The Bible can help us plot our place in a fruitful family tree nourished by a royal bloodline. Matthew’s gospel traces that line back to Abraham, but the first line gives us the CliffsNotes version, short and sweet: Jesus Christ—the son of David—the son of Abraham. The first reading for this Sunday’s Mass (Is 7:10-14) introduces us to one of those lesser-known relatives: King Ahaz. He falls somewhere in the middle of the many generations between Abraham, David and Jesus. As a representative of the House of David, Ahaz was not the greatest standard bearer, as the Prophet Isaiah implies. In fact the Bible shows Ahaz was a pretty wishy-washy leader. When it came to choosing a faith for his people, he seemed satisfied to let the House of Israel go out on the market and pick one. Even when pressed by Isaiah to man-up and be a leader, Ahaz chose to play politics rather than blaze the trail of faith for his people, as the first reading illustrates:
The LORD spoke to Ahaz, saying: Ask for a sign from the LORD, your God; let it be deep as the netherworld, or high as the sky! But Ahaz answered, “I will not ask! I will not tempt the LORD!” Then Isaiah said: Listen, O house of David! Is it not enough for you to weary people, must you also weary my God? Therefore the Lord himself will give you this sign: the virgin shall conceive, and bear a son, and shall name him Emmanuel.
In Sunday’s second reading (Rom 1:1-7), Paul tells the Romans that in the Christian genealogy, he himself is a slave to that spiritual bloodline between Jesus and God the Father. He doesn’t ignore the Davidic bloodline, but he worships Jesus’ holy spiritual connection to Kingship in which lies humanity’s salvation.
[Jesus was] descended from David according to the flesh, but established as Son of God in power according to the Spirit of holiness through resurrection from the dead.
That flesh-and-bloodline from David shouldn’t be ignored, though, because it gave us Joseph—Jesus’ earthly father—who, besides Jesus, has one very important thing in common with our heavenly Father: supreme loyalty to their brides. Neither Joseph nor God abandoned their brides when cheating was in question. As Sunday’s gospel tells us (Mt 1:18-24), when Joseph discovered Mary was with child, his doubts about Mary’s faithfulness were quickly dispelled by Jesus’ Father in Heaven, courtesy of angelic intervention:
[T]he angel of the Lord appeared to him in a dream and said, “Joseph, son of David, do not be afraid to take Mary your wife into your home. For it is through the Holy Spirit that this child has been conceived in her. She will bear a son and you are to name him Jesus, because he will save his people from their sins.”

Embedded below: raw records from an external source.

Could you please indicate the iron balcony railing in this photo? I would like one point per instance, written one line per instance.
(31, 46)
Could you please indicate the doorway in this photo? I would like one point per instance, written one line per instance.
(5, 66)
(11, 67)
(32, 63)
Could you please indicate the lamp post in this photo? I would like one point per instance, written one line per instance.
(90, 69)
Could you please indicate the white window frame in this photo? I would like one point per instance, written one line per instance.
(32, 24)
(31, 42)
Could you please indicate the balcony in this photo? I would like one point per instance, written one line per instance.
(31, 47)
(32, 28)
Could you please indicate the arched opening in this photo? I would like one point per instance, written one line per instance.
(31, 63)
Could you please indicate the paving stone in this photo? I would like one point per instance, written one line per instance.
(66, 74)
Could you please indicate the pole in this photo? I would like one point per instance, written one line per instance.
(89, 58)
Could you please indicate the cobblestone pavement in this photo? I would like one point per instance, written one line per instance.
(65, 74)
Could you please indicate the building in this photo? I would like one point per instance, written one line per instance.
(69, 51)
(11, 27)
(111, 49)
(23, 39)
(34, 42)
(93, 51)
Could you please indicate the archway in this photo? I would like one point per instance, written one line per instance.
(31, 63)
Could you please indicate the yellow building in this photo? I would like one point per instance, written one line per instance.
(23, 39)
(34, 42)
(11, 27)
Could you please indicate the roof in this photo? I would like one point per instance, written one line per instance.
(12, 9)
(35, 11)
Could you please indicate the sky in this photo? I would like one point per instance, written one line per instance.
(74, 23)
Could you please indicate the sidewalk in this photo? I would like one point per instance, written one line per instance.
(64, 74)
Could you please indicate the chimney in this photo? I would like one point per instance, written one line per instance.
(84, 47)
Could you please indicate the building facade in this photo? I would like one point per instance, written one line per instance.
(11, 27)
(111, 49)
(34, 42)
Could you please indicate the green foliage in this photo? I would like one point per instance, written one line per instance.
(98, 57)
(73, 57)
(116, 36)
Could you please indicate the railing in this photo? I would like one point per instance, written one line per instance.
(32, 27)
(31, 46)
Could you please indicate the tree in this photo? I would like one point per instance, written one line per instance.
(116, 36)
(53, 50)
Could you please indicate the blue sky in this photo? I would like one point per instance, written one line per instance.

Those people the angel mentioned represent what we now know as a universal church—which is also called Christ’s bride in scripture. As we know, to this day, that bride has not always been faithful. And as the Old Testament tells us several times, the church of Israel was often a cheating spouse . However, like Joseph, God the Father and God the Son have always stayed loyal to their spouses. With Jesus’ birth, the tradition of Godly faithfulness despite humanity’s faithlessness transitioned from the Old to the New Testament—and to a New Covenant, written in flesh and named Emanuel—God with us. That name represents the perfection of a royal and loyal bloodline. It is our inheritance. Why not claim that divine loyalty as our Christmas gift and pay it forward to our brothers and sisters?